Letting go of someone you love is one of the hardest things to do. The decision to stop trying to make things work within a relationship, is a hard one. It’s been two and a half years just about since my husband and I first met. Things were easy at first, and then life happened. I know that I love him, and I know that he loves me. However I think because we love each other, we owe it to one another to know when it’s truly time to walk away.
I never thought this was how we’d start 2019, but I guess it makes sense. A fresh start for the both of us, mentally anyways. Nobody’s moving out, and we are not fighting. In fact that’s why we are getting divorced. We don’t want to fight anymore. We have been through so much in these last two years, and we just can’t see eye to eye. It’s honestly as simple as that. We were not meant for each other, no matter how badly we may have wanted to be. You can’t force what isn’t there.
I thought that all the tough stuff we’ve been through, like my son’s bone marrow transplant, and having a newborn at the same time… Would bring us closer together. I think it was eye opening that we just live and co-exsist. We don’t support each other in the ways that a married couple should. I have a lot of things that I’m super passionate about, and I have a lot of emotional needs. He seems to need very different things, and to be able to do what he wants to do. Whenever he wants to do it.
In a way, I think that’s what I want as well. I want to be creative, and a free spirit who runs with the wind. I’ve always been laid back, and I’ve turned into a pretty controlling and intense person. These are things that I will continue to work on, but not in this relationship. We have to let this one go. Everything happens for a reason, and I truly believe that we were meant to be with each other to learn from one another. We were both lonely and searching for a home for our hearts. We found that for a while.

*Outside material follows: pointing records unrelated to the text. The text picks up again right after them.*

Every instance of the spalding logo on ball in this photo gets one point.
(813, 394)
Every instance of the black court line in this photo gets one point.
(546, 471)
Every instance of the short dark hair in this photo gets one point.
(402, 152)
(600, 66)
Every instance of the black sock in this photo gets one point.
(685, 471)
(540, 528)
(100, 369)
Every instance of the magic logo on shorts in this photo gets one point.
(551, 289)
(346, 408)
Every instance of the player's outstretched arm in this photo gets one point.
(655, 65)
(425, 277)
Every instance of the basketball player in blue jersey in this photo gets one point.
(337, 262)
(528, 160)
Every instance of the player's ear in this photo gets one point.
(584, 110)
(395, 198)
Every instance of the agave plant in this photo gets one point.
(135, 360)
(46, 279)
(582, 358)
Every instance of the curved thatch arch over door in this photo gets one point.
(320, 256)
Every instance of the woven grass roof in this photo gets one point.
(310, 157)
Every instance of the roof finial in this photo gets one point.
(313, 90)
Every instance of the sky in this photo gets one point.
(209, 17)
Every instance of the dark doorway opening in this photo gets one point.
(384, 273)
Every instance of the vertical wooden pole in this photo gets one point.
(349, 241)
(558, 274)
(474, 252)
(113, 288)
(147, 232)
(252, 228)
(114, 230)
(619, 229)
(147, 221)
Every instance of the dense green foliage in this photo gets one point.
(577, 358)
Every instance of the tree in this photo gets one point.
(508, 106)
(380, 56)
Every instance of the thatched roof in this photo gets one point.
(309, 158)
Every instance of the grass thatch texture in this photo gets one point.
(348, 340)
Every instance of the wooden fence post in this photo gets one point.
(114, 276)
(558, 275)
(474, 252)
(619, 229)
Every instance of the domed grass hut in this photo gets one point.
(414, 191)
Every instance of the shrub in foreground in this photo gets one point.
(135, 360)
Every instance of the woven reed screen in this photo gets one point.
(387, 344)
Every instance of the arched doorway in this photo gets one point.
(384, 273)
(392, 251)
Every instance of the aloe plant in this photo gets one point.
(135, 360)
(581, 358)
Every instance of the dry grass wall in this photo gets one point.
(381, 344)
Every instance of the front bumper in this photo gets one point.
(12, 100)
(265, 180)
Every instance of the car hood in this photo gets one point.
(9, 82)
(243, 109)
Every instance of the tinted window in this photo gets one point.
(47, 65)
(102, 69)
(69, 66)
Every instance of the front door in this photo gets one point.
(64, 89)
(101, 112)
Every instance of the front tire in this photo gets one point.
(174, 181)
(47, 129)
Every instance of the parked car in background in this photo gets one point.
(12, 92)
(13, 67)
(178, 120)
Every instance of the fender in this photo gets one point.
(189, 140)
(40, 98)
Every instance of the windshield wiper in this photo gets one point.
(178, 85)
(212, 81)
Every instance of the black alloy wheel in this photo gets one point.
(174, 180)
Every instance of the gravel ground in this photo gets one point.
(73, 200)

We both believe that were weren’t meant to be married in general. Like we’re not cut out for it. It’s not that we want to be with other people, it’s that we just don’t want to be controlled or constantly disappointed. So we’ve given up. We’ve had enough. Even though we may want more, and it seems like this should work. We just can’t keep going through these vicious cycles that only cause us pain. We have passion, and we have tried. God knows we have tried a million times to get it right. It’s sad, and it hurts but there’s also a bit of relief because everyday is a battle.
We live with enough stress in this house as it is, so we don’t need to cause anymore. We just need to be our own people. We will raise this beautiful baby boy together, and our love for each other will probably never truly fade away. We just don’t belong in a relationship, and I think I’m finally okay with that. I’ve tried like hell to fight for it, but I can’t be the only one who’s fighting for a love that’s not worth the effort. Maybe things will get better for us if we just stay friends. He’s a cool dude, and he’s hot. He’s just not good for me, my autistic son, or my heart.
See, the reality is folks… He has a choice. I don’t have a choice. My son is mine, as I birthed him into this world. Autism is hard. It sucks at times, and 80% of parents who have a special needs child end up getting divorced. It’s not fair to any of us. My husband did not know what he was walking into, fully. To his defense, he has a choice and he’s just not cut out for this. My son is intense, and so am I. Hopefully I can get back to that happy wild spirit that I once was.
This is my new path, and I’m not afraid. It won’t be easy, and there will be tears. I’m sure things will be weird, and awkward for a while. Something tells me this is the right thing to do. One month from today we will be legally divorced, but we will always be family. Love always wins. It’s just morphing into a different kind of love now.
It’s time for me to focus on my children, myself, my spiritual journey, helping to empower other women through my yoga practice, my music, and my writing.